The Georgia Council for the Arts awarded a $6,000 grant to Middle Georgia State University’s School of Arts & Letters to help organize and host a major festival celebrating Native American arts and culture, the organization announced this week.
The festival, “Reclaiming the Native South,” will take place from March 25 through April 14, 2023, and will explore the richness and deep roots of Native American arts and culture in the South, particularly in the Middle Georgia region, which is home to Ocmulgee Mounds National Historical Park.
“The moment is particularly ripe for a festival focused on this theme,” said Dr. Mary Wearn, dean of the School of Arts & Letters (SOAL), referring to the recent elevation of Ocmulgee Mounds from a national monument to a national historical park – the only one in Georgia.
“Regional and statewide interest in the history of Ocmulgee Mounds and the culture of Indigenous peoples of the South is vibrant and growing,” she said. “The festival will feature acclaimed Native American literary, visual, and performing artists and will also include participatory art workshops led by Middle Georgia State faculty, and a scholarly humanities panel. We are grateful to the Georgia Council for the Arts for their financial support and for their ongoing commitment to transforming communities through the arts.”
Georgia Council for the Arts is a strategic arm of the Georgia Department of Economic Development. The $6,000 grant awarded to Middle Georgia State (MGA) is part of the organization’s initial disbursement of grants for fiscal year 2023. A total of 213 organizations were awarded 253 grants that provide more than $3.1 million in funding to arts organizations throughout the state.
Funds awarded by Georgia Council for the Arts include appropriations from the Georgia General Assembly and the National Endowment for the Arts. The MGA Foundation is matching the $6,000 grant the council awarded for the arts festival.
Earlier this year, SOAL’s planned arts festival also drew a $2,500 grant from the Georgia Humanities Council, funds that the MGA Foundation will match as well. The humanities council funding, awarded to SOAL and its organizing partner, the Ocmulgee Mounds Association, will be used specifically to support a scholarly panel aligned with and embedded in the arts festival.
The panel will include MGA’s own Dr. Matt Jennings, a history professor and Ocmulgee Mounds scholar, as well as faculty from other colleges and universities. The panel will explore Native American issues related to Ocmulgee Mounds, including the park’s ancestral ties to the Muscogee (Creek) Nation.
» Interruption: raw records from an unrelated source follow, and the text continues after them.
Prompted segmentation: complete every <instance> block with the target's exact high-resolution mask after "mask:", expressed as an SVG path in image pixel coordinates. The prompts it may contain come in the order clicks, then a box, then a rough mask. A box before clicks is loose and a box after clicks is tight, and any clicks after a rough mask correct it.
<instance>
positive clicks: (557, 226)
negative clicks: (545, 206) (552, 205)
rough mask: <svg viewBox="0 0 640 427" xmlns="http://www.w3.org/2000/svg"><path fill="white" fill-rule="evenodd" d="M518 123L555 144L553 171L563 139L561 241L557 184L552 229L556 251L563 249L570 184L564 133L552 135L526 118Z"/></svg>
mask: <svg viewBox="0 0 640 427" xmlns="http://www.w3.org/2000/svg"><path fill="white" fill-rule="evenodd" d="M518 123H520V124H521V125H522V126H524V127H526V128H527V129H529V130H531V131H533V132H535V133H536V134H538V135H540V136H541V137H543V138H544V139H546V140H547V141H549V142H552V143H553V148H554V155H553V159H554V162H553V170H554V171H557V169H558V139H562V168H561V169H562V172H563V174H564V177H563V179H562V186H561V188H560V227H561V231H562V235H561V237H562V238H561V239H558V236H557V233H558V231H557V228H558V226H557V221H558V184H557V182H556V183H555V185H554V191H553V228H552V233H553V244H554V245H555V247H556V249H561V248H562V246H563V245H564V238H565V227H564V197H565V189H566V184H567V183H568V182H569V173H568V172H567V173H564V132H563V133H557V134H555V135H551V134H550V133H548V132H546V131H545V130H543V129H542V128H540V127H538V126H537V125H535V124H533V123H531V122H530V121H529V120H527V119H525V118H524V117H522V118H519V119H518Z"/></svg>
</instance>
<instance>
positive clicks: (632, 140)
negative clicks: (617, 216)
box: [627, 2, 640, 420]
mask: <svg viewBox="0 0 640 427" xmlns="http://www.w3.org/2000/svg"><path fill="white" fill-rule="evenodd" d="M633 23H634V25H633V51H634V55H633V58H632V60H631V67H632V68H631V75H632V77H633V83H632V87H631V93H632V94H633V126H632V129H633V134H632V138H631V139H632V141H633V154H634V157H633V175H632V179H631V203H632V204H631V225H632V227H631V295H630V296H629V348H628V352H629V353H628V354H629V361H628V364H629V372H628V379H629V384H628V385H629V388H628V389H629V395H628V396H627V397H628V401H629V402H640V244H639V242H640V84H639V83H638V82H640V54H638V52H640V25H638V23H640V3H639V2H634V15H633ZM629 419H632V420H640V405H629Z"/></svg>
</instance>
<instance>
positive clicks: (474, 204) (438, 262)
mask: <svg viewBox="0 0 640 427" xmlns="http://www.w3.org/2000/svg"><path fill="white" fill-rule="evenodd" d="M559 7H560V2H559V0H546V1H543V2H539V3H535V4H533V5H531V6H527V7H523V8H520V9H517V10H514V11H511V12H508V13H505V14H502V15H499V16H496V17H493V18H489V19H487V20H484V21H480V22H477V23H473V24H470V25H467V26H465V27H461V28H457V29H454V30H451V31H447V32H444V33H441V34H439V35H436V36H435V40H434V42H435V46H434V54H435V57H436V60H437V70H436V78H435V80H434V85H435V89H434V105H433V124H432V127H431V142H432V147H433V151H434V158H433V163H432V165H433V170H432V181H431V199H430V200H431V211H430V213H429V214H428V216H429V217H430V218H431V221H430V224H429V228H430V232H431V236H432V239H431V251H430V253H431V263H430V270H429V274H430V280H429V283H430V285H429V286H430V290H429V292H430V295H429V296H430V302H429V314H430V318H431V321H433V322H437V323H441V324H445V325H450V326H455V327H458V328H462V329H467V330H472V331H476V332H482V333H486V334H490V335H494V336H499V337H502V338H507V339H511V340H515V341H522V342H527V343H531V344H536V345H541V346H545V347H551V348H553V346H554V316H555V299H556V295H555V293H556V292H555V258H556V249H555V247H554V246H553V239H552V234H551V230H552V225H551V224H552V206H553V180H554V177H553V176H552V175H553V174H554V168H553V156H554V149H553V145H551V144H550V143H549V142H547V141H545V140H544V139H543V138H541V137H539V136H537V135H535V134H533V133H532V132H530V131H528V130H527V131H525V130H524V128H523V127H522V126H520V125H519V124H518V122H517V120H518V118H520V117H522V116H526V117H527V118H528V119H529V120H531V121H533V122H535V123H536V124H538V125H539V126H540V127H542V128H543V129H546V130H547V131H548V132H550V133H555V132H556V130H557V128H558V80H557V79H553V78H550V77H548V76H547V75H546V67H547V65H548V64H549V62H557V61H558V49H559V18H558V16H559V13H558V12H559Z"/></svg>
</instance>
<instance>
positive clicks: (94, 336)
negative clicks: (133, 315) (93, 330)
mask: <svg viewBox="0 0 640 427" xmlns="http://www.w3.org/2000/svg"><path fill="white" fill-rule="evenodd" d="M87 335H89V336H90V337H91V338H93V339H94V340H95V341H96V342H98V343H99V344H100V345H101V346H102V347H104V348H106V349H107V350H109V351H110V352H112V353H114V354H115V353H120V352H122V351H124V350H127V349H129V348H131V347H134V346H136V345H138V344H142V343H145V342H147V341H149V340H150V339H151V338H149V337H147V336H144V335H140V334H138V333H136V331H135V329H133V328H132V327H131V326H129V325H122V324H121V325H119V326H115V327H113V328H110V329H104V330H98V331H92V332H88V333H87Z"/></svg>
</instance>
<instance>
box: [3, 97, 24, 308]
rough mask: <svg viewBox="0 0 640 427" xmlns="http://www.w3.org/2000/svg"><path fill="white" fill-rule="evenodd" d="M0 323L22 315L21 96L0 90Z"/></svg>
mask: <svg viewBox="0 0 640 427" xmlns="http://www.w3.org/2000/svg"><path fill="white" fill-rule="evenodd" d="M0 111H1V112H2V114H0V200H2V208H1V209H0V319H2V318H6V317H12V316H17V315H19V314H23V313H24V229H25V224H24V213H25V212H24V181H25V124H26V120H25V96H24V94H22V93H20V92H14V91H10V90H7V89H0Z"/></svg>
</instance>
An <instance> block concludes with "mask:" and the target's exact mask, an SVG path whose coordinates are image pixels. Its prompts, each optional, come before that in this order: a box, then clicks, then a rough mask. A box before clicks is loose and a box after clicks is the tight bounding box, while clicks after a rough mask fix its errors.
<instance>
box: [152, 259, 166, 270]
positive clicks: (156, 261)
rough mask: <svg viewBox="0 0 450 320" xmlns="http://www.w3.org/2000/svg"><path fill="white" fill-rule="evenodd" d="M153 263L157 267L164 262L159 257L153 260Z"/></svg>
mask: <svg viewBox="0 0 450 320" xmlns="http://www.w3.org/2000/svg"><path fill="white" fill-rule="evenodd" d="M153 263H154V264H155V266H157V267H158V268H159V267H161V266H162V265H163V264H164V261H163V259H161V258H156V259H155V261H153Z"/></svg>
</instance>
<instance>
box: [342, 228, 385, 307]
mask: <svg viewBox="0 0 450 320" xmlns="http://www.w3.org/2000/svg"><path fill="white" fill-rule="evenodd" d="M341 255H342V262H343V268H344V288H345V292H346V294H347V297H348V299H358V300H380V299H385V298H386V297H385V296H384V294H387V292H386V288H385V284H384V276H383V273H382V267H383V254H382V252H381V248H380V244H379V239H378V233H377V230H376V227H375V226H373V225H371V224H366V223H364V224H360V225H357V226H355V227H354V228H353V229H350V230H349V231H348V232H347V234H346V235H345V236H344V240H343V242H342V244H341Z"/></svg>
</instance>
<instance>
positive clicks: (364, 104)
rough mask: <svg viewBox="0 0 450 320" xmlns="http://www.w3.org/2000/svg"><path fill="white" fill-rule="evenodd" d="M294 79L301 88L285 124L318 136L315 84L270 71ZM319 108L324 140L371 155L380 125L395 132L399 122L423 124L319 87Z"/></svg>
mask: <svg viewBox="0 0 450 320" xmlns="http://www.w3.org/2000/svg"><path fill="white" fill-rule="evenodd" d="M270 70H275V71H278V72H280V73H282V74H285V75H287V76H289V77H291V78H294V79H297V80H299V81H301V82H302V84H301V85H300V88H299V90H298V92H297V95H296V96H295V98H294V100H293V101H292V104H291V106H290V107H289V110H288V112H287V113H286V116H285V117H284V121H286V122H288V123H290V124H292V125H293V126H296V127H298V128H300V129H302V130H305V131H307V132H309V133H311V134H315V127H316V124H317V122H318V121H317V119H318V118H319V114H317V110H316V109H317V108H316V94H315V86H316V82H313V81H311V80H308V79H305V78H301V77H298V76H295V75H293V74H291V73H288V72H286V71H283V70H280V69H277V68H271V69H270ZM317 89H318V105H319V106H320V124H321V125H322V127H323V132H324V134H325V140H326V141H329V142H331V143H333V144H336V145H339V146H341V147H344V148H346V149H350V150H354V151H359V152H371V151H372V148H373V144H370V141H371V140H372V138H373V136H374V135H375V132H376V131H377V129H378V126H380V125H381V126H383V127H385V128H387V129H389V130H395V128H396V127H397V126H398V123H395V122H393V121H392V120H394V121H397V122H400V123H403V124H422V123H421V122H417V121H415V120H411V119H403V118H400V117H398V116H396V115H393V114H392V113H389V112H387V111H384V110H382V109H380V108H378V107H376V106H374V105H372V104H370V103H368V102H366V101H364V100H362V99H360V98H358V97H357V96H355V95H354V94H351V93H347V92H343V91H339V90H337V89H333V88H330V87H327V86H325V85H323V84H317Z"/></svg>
“We appreciate the support of the Georgia Humanities Council and their stewardship in sharing stories that move and make us,” Wearn said. “The panel that this particular funding will support will provide scholarly discussion about how Native American history and culture orients and constructs new understanding of Southern history, Southern culture, and ‘the South’ as a concept.”
Aside from the panel, the festival will feature events and activities for various audiences, including K-12 students, teachers and staff; students and faculty of all of Macon’s colleges and universities; regional and state community members; and local artists.
Wearn said new MGA faculty member Giuliano Graniti, a scholar of Native American music, will develop programming for the festival. Tentative guests so far include Annette Clapsaddle, a member of the Eastern band of Cherokee Indians and author of the novel, “Even As We Breathe;” Malinda Maynor Lowery, a documentary film producer and historian; Robbie Ethridge, historical and environmental anthropologist; Jace Weaver, religious, literary, and law scholar; and Beau Carroll, archeologist.
MGA has been hosting spring arts festivals with various themes for more than 20 years. All events are free and open to the public.